Introduction

Stroke is a sudden neurological dysfunction caused by cerebrovascular disease of two main types: ischemic and hemorrhagic. Ischemic strokes, which constitute approximately 71% of all cases, occur due to blockage of an artery in the brain, spinal cord, or retina1,2. It is the second leading cause of death globally and is responsible for approximately 10% of annual fatalities. In 2019, more than 7 million people died from strokes worldwide, an increase of approximately 5.4 million deaths in 20003. Furthermore, stroke is a significant contributor to long-term disability, with approximately 44.5% of stroke survivors experiencing some level of impairment4. According to a 2022 report from the American Heart Association, the United States experienced approximately 765,000 stroke cases5. A clinical study conducted in Saudi Arabia revealed that stroke is the second leading cause of death in the country. While comprehensive statistics on stroke in Saudi Arabia are lacking, in 2020, a study was published that estimated an annual incidence of 29 stroke cases per 100,000 people6.

Diabetes mellitus (DM) plays a critical role in causing various complications that impact both small and large blood vessels, potentially leading to serious conditions such as vision loss, kidney failure, heart attack, and thrombosis7,8. DM is characterized by consistently high blood sugar levels and disruptions in the body’s processing of carbohydrates, fats, and proteins. These metabolic problems result from either a complete or partial deficiency in insulin secretion and/or impaired insulin function. Recent research conducted in the United States aimed at assessing stroke risk in individuals with type 2 diabetes revealed a two-peak pattern in the relationship between stroke incidence and HbA1c levels9,10. Moreover, patients with either poor or overly strict glycemic control (HbA1c levels above 6%) are more likely to experience ischemic stroke than hemorrhagic stroke11,12. Furthermore, other health conditions, such as coronary heart disease (CHD), hypertension, diabetes, hyperlipidemia, renal disease, and cancer, can increase the likelihood of experiencing a more severe stroke13,14. Certain mental health conditions are associated with a greater risk of severe stroke. However, most research on the link between HbA1c levels and the severity of acute ischemic stroke has concentrated on individual factors and their effects on outcomes such as survival rates, quality of life, and healthcare use. The impact of different HbA1c levels on stroke severity in the general population remains uncertain. A clearer understanding of how varying HbA1c levels influence stroke severity could enhance the development of stroke prevention strategies15,16. As a result, this study conducted a prospective analysis to explore the relationship between different HbA1c levels and stroke severity, using data from a retrospective cross-sectional study involving patients with acute ischemic stroke.

Methods

Study design and data collection

The institutional review board at King Abdullah International Medical Research Centre (KAIMRC) provided ethical approval for this study. Upon receiving ethical approval, the research team contacted the medical records unit, research department, and data management section at KAIMRC, which is part of the Ministry of National Guard-Health Affairs in Riyadh, Saudi Arabia, to collect data. We obtained informed consent from the patients to use their medical information. The methods were conducted in compliance with the applicable guidelines and regulations.

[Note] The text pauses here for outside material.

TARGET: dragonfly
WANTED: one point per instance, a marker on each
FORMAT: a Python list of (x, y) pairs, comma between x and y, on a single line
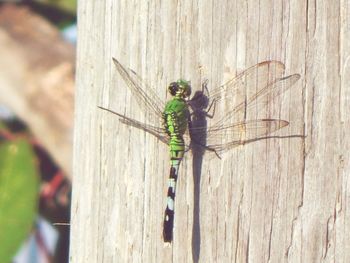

The diagnostic criteria for ischemic stroke in enrolled patients generally follow guidelines from established medical organizations, like the American Stroke Association (ASA). “The diagnostic criteria include clinical symptoms such as unilateral weakness, headaches, speech difficulties, vision problems, trouble swallowing, and loss of communication, all of which should emerge suddenly and not be linked to other conditions. Additionally, a neurological exam is essential, focusing on assessing focal neurological deficits such as motor issues, numbness, sensory disturbances, or speech problems, as well as looking for asymmetry in reflexes, muscle strength, and sensation. Diagnostic tests, including blood tests (e.g., complete blood count, coagulation tests, metabolic disturbances), CT scans, MRIs, echocardiograms, and carotid ultrasounds, are also part of the diagnostic criteria. Moreover, identifying risk factors for stroke and thrombosis, such as hypertension, diabetes, smoking, hyperlipidemia, atrial fibrillation, and a history of transient ischemic attacks (TIAs) or strokes, is fundamental in the diagnostic process. Patient information was extracted from electronic health records via the hospital’s data management systems. To maintain patient confidentiality, codes were assigned instead of patients’ names or medical record numbers. The study examined the records of 1103 patients (398 males and 705 females) who had experienced a stroke. Patients aged 18 to 100 years with stroke lesions were included, whereas individuals aged 18 or over 100 years were excluded. HbA1c levels were measured and analyzed for all patients. As this was a retrospective study, the KAIMRC ethics committee waived the need for informed consent, and all identifying information was removed to ensure confidentiality. The study adhered to the principles of the Helsinki Declaration and local institutional standards. The objective of this study was to assess how different HbA1c levels and other health conditions impact stroke severity among patients at King Abdulaziz Medical City.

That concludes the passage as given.